If you're transporting the salad, mix the croutons in just before serving so they don't get too soggy.
Croutons:
3 tbsp. extra-virgin olive oil
1 French baguette or small loaf Italian bread, cut into large cubes
Salt to taste
Vinaigrette:
1 tsp. good mustard
1 small clove garlic, minced or crushed
3 tbsp. Champagne vinegar
1/2c. extra-virgin olive oil
Salad:
1 red bell pepper, seeded and cut into 1-in. pieces
1 yellow bell pepper, seeded and cut into 1-in. pieces
2 c. cherry tomatoes, halved, or 4 medium tomatoes, cut into 1-in. pieces
1 cucumber, peeled, seeded and cut into 1-in. pieces
1 c. torn or chopped basil leaves, or more to taste
Salt and freshly ground black pepper to taste
Directions
To make the croutons: Heat the oil in a large pan and add the bread cubes. Cook over medium heat, stirring frequently, until browned. Add more oil as needed, and salt to taste. Set aside.
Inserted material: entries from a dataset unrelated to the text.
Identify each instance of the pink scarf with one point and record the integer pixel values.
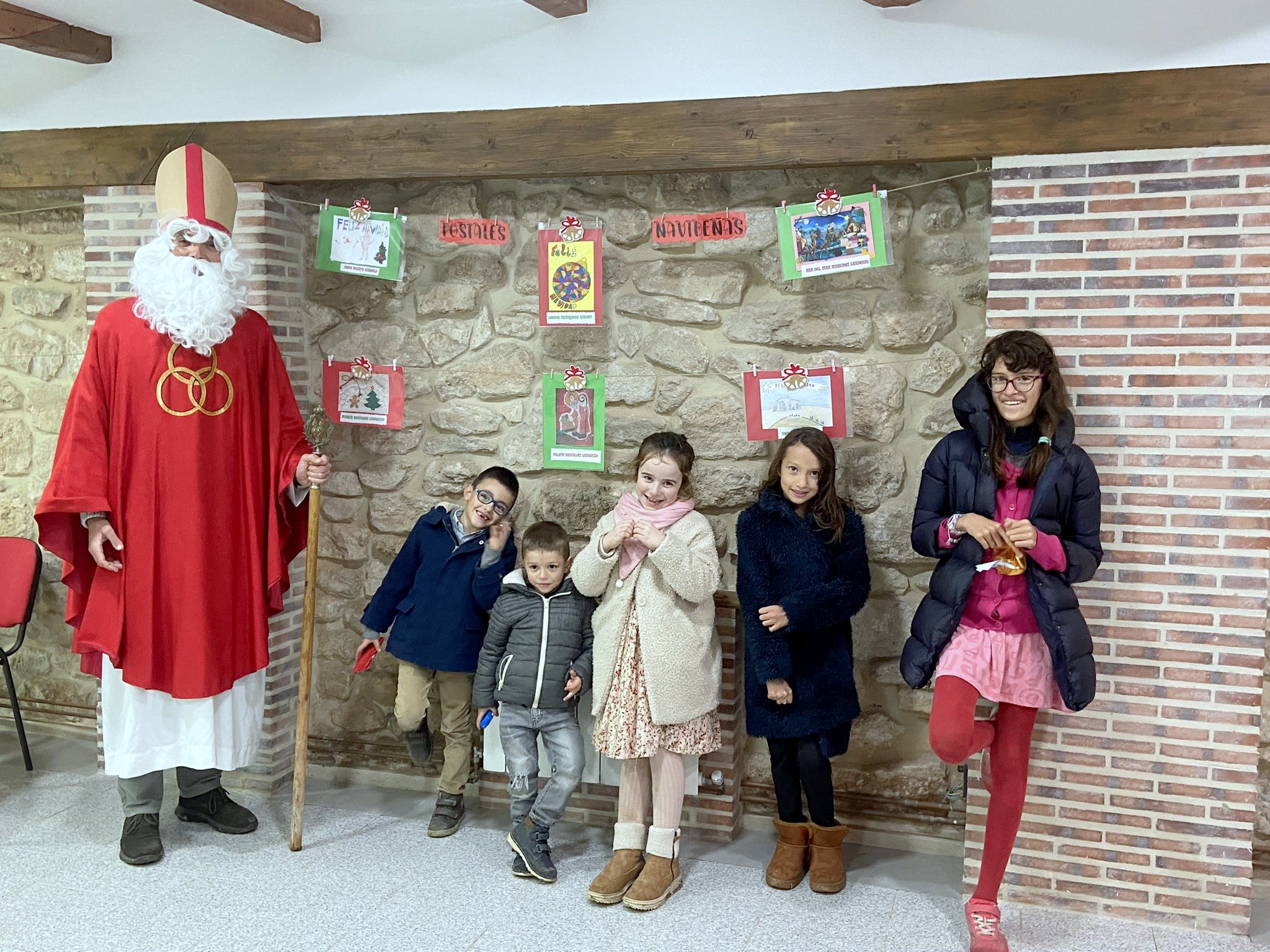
(630, 508)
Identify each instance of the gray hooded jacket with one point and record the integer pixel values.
(533, 644)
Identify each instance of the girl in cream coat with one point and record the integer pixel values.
(657, 663)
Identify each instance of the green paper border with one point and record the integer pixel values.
(393, 268)
(553, 382)
(785, 234)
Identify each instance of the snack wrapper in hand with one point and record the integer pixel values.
(363, 660)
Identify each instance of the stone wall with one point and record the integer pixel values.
(681, 325)
(42, 333)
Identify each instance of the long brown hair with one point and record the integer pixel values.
(1025, 351)
(825, 506)
(676, 448)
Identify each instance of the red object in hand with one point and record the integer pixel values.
(363, 660)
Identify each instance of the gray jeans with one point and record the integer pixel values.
(144, 794)
(520, 728)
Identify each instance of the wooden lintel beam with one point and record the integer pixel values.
(275, 15)
(561, 8)
(48, 36)
(1221, 106)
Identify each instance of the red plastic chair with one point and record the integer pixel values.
(20, 562)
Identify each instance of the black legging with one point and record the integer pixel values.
(798, 769)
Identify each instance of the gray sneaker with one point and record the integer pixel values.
(418, 744)
(446, 815)
(530, 843)
(140, 843)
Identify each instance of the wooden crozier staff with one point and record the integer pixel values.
(318, 432)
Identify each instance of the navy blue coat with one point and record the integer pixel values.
(786, 560)
(958, 478)
(436, 598)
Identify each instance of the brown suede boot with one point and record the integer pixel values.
(827, 873)
(660, 876)
(615, 879)
(789, 861)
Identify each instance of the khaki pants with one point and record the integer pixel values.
(454, 691)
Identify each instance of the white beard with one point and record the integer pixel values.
(195, 302)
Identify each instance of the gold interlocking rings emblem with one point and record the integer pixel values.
(196, 381)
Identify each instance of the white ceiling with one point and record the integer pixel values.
(179, 61)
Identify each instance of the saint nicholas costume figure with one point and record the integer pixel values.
(177, 501)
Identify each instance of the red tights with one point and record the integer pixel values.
(956, 735)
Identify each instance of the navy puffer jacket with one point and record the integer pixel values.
(1068, 505)
(785, 559)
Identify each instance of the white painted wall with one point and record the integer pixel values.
(178, 61)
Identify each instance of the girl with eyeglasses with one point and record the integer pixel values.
(1011, 508)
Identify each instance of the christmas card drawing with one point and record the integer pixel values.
(363, 394)
(571, 272)
(779, 402)
(833, 234)
(356, 240)
(573, 420)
To make the vinaigrette: Whisk together the mustard, garlic and vinegar in a small bowl. Whisk in the oil.
To complete the salad: Toss the vegetables with the dressing and then toss in the bread just before serving.
Nutrition information per serving of 10:
Calories191Fat16 gSaturated fat2 gSodium105 mg
Carbohydrates11 gCalcium28 mg
Protein2 gCholesterol0 mgDietary fiber2 g
Diabetic exchanges per serving: ½ bread/starch, 3 fat.